NSA/Palantir recommended subscription sets: The NSA and Palantir have published WEF subscription files optimized for security monitoring at:
- https://github.com/nsacyber/Event-Forwarding-Guidance
- https://github.com/palantir/windows-event-forwarding
These include pre-built XPath queries for the most security-relevant event categories, organized into baseline, verbose, and custom tiers.
Step 4: Forward WEC Events to a SIEM
The WEC server's 'Forwarded Events' log can be read by any log shipper and forwarded to your SIEM.
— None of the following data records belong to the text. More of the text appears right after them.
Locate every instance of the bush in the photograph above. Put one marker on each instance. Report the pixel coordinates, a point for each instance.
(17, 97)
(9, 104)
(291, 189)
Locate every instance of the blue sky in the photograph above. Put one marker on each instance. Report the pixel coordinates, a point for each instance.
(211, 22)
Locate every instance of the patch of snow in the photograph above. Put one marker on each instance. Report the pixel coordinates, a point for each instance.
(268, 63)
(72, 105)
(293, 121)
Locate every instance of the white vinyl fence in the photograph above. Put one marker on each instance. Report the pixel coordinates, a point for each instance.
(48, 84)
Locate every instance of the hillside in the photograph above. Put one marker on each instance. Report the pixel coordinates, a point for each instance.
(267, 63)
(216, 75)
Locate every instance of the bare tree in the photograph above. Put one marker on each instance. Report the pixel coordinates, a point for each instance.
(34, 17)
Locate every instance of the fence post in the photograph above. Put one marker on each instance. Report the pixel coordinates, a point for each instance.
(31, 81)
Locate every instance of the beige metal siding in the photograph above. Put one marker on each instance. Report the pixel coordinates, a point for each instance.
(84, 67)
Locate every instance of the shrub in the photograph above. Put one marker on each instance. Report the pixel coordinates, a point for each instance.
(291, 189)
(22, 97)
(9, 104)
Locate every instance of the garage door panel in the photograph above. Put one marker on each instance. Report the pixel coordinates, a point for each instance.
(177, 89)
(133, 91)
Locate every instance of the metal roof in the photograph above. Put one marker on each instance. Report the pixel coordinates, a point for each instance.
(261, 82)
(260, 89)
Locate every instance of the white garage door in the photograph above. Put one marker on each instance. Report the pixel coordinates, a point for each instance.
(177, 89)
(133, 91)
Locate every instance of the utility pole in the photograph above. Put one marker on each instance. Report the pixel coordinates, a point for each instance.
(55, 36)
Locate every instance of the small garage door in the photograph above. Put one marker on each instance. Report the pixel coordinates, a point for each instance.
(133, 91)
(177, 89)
Option 1: Winlogbeat (Elastic Stack)
# winlogbeat.yml on the WEC server
winlogbeat.event_logs:
- name: ForwardedEvents
ignore_older: 72h
event_id: 4624, 4625, 4648, 4662, 4688, 4720, 4728, 4740, 4769
processors:
- add_fields:
target: ''
fields:
source_type: wef_collected
output.elasticsearch:
hosts: ["https://elasticsearch:9200"]
index: "wef-security-%{+yyyy.MM.dd}"
Option 2: NXLog (flexible, multi-destination)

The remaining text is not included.